À quoi ressemblera la dernière année d’action au ministère du Travail avant l’élection présidentielle ? Jean-Pierre Farandou s’est exprimé sur sa feuille de route des prochains mois ce 9 avril devant la commission des affaires sociales du Sénat.
Un mot est souvent revenu dans son discours : l’efficience. Dans un contexte budgétaire contraint, la rue de Grenelle va devoir s’assurer, comme ce fut le cas dans le budget 2026, du « bon usage de l’argent public ». « Quand l’argent public est rare, il faut encore plus vérifier », a-t-il insisté.

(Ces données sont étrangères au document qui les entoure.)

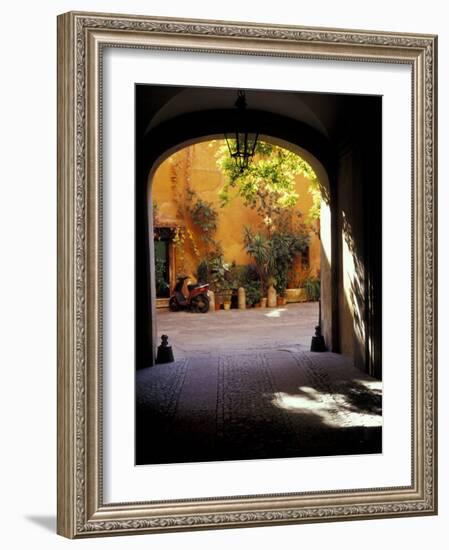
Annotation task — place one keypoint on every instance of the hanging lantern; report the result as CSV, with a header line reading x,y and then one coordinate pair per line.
x,y
241,144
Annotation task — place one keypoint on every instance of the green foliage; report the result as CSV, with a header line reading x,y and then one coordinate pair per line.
x,y
204,215
259,248
252,293
313,288
215,271
202,272
161,284
268,185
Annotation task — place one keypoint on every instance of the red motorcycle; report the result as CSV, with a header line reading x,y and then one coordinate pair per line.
x,y
197,300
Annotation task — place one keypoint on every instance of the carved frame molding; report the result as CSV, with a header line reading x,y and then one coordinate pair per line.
x,y
81,38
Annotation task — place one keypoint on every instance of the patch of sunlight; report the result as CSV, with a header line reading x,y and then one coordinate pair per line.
x,y
275,312
334,410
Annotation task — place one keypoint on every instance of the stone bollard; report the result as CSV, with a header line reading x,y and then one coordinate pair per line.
x,y
164,351
242,298
272,299
211,295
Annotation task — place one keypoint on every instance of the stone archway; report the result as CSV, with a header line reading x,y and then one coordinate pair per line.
x,y
344,164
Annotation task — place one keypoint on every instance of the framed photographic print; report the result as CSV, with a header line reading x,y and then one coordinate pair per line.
x,y
246,274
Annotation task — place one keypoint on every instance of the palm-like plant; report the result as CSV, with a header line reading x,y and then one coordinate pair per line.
x,y
260,249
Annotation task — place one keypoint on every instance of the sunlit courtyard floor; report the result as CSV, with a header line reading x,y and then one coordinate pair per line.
x,y
245,386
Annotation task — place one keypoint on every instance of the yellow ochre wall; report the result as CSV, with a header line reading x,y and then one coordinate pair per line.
x,y
196,166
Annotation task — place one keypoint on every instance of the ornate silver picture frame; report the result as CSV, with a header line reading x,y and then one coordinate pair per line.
x,y
82,509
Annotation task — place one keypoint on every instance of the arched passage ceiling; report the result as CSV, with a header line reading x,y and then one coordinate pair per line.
x,y
160,104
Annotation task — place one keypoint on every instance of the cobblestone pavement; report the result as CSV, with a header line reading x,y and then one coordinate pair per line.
x,y
245,386
236,330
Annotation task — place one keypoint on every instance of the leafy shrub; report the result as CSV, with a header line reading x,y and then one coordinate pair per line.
x,y
312,286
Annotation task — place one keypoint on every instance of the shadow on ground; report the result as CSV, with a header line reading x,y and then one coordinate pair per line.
x,y
273,404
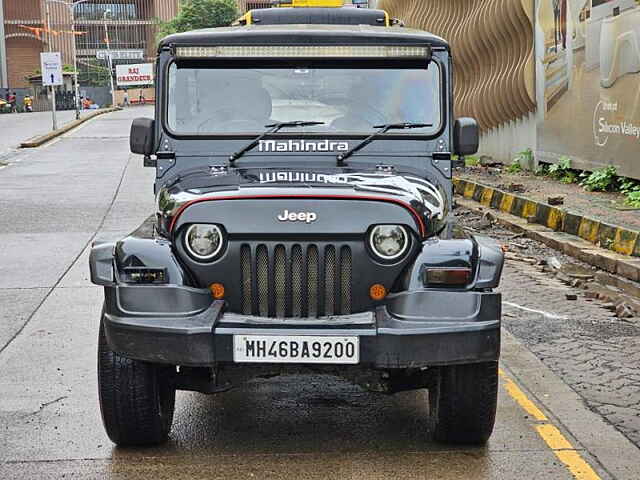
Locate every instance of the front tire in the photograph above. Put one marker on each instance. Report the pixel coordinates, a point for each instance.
(463, 403)
(136, 398)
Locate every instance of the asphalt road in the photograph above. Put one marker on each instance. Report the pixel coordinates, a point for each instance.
(57, 198)
(17, 127)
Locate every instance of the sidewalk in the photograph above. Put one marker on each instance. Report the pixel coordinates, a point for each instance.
(17, 127)
(602, 206)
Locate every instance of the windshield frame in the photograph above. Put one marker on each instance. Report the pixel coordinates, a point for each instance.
(329, 63)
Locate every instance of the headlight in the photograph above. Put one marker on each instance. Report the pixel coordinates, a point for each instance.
(203, 241)
(389, 241)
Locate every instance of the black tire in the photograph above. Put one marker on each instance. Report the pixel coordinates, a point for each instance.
(463, 403)
(136, 399)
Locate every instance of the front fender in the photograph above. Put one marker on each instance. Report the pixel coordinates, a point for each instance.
(109, 259)
(481, 254)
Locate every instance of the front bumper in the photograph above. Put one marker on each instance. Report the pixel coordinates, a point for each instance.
(411, 330)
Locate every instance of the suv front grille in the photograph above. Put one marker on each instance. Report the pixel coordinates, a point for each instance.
(298, 280)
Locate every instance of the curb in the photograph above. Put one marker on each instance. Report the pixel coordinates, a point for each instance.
(42, 139)
(575, 235)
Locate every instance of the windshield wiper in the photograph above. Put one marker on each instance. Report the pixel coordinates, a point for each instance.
(273, 128)
(341, 157)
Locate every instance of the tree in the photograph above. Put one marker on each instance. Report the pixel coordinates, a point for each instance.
(195, 14)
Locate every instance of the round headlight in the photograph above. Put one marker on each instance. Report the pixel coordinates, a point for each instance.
(203, 241)
(389, 241)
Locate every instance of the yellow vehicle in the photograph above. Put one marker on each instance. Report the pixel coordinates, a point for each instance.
(330, 12)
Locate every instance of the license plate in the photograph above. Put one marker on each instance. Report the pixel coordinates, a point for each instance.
(295, 349)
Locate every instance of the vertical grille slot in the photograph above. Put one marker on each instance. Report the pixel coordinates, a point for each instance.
(312, 281)
(280, 280)
(295, 280)
(329, 280)
(345, 280)
(246, 279)
(262, 274)
(297, 273)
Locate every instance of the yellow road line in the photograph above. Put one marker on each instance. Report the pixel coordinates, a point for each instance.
(551, 435)
(522, 400)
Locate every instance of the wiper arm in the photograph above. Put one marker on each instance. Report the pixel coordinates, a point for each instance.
(341, 157)
(273, 128)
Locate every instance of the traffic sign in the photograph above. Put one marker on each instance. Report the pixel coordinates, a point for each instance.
(51, 67)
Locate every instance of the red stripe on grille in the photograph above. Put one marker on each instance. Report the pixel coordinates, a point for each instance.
(416, 215)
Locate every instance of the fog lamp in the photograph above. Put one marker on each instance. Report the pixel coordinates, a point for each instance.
(389, 241)
(143, 275)
(217, 290)
(377, 292)
(446, 276)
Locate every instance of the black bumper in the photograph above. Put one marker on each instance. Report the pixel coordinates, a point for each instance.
(415, 329)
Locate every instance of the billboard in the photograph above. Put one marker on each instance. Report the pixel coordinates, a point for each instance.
(135, 74)
(588, 83)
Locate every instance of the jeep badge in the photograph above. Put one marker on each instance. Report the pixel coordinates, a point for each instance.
(287, 216)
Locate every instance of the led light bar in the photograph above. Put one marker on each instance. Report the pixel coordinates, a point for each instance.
(306, 51)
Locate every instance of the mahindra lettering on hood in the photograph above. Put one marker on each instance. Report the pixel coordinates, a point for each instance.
(302, 146)
(137, 74)
(303, 192)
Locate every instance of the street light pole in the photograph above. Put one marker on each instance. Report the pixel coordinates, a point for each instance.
(106, 33)
(71, 5)
(53, 90)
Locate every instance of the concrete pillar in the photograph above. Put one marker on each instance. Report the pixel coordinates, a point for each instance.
(4, 81)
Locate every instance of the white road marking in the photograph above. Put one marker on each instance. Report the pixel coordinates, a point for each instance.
(551, 316)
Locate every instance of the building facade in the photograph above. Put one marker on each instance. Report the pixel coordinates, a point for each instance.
(131, 27)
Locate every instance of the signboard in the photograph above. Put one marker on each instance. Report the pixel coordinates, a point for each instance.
(135, 74)
(130, 54)
(51, 68)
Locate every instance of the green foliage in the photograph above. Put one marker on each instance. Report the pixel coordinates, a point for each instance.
(569, 177)
(541, 171)
(195, 14)
(600, 180)
(514, 167)
(471, 161)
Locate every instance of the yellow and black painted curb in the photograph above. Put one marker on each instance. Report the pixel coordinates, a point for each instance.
(604, 235)
(42, 139)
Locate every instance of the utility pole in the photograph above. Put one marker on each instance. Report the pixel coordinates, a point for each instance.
(106, 33)
(53, 90)
(71, 5)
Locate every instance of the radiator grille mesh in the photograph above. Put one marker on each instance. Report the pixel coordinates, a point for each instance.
(296, 280)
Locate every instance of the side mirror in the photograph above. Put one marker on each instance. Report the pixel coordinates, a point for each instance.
(142, 136)
(466, 136)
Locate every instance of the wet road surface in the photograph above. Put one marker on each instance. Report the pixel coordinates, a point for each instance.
(56, 200)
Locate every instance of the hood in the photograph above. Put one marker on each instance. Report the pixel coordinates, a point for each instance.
(422, 197)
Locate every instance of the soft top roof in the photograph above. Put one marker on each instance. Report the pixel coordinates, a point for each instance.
(303, 34)
(326, 16)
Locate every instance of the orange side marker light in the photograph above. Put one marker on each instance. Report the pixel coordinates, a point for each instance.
(217, 290)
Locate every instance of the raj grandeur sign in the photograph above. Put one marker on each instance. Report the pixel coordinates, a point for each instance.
(136, 74)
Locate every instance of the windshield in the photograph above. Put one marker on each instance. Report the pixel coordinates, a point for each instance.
(209, 101)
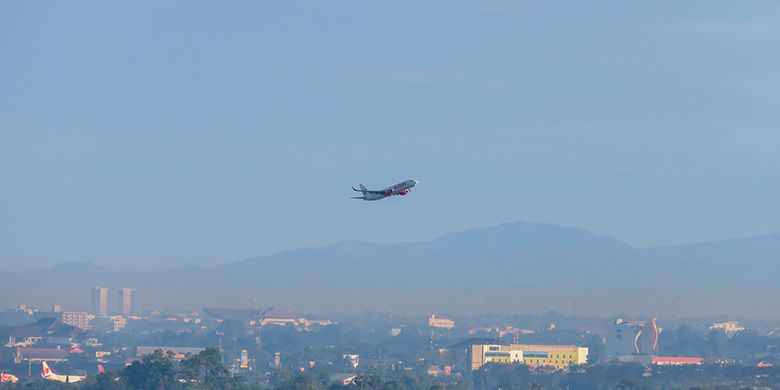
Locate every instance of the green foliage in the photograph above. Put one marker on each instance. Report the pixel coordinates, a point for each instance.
(204, 371)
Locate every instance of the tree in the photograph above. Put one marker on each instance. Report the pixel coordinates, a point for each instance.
(153, 372)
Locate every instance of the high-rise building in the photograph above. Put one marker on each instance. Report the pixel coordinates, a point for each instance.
(100, 301)
(125, 301)
(80, 320)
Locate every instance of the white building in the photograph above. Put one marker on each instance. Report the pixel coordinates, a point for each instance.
(728, 327)
(440, 322)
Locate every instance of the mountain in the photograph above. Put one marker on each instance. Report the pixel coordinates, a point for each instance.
(510, 268)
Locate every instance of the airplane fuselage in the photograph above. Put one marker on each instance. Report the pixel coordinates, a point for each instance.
(48, 374)
(401, 188)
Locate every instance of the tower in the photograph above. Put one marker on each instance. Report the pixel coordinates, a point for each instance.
(100, 301)
(125, 301)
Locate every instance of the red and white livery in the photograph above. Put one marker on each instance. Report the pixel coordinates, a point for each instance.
(8, 378)
(47, 373)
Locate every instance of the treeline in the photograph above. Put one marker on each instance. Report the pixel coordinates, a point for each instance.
(204, 371)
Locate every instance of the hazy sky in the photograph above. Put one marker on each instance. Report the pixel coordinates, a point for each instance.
(153, 134)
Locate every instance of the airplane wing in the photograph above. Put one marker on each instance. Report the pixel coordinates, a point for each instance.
(369, 191)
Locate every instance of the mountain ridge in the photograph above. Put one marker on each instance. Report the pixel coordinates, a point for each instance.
(512, 267)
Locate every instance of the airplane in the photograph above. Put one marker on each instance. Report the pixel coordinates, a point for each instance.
(47, 373)
(401, 188)
(8, 378)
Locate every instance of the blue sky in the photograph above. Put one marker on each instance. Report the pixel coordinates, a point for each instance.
(148, 135)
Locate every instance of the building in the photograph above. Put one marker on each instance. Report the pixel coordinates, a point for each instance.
(117, 323)
(676, 360)
(560, 357)
(37, 355)
(728, 327)
(125, 301)
(177, 352)
(440, 322)
(100, 301)
(78, 319)
(633, 338)
(277, 317)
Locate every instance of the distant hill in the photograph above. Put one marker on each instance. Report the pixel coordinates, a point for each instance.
(510, 268)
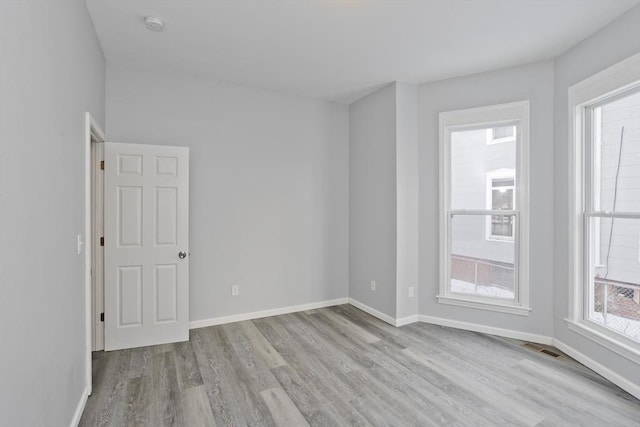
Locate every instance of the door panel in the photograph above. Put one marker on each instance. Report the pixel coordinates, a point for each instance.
(146, 198)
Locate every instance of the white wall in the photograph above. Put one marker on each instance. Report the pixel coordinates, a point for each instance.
(532, 82)
(613, 43)
(372, 200)
(51, 73)
(269, 186)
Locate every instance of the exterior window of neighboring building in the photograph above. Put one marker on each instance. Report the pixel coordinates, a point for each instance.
(605, 208)
(501, 134)
(501, 196)
(484, 155)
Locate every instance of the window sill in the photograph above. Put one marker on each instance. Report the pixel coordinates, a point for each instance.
(620, 348)
(493, 239)
(484, 305)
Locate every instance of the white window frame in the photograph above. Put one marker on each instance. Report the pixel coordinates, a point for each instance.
(504, 173)
(618, 79)
(491, 140)
(516, 113)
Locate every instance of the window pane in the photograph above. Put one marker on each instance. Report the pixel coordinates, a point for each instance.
(617, 155)
(471, 160)
(504, 132)
(614, 279)
(479, 266)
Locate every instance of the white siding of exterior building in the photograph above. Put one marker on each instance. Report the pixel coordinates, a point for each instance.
(472, 158)
(624, 256)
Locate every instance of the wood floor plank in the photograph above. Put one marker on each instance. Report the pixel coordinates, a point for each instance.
(283, 411)
(261, 346)
(187, 366)
(340, 366)
(196, 407)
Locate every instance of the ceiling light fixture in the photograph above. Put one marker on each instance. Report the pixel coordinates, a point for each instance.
(154, 24)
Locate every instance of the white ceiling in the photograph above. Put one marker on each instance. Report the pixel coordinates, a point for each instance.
(341, 49)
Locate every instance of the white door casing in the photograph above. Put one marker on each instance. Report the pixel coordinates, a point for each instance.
(146, 228)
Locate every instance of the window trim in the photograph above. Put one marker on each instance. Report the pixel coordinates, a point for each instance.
(618, 79)
(515, 113)
(491, 176)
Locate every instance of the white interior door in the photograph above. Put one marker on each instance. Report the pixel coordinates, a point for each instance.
(146, 245)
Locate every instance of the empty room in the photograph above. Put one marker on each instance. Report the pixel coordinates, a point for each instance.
(319, 213)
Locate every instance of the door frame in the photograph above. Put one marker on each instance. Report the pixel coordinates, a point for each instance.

Et d’ajouter : « Vous connaissez le contexte de tension sur les finances publiques, dans lequel on a bâti ces budgets, qui ne va pas s’arranger. Cela donne déjà un peu la couleur dans laquelle nous allons nous retrouver à la rentrée […] Ce sera une tonalité d’effort, ce ne sont pas des budgets faciles que l’on a devant nous », a prévenu le ministre.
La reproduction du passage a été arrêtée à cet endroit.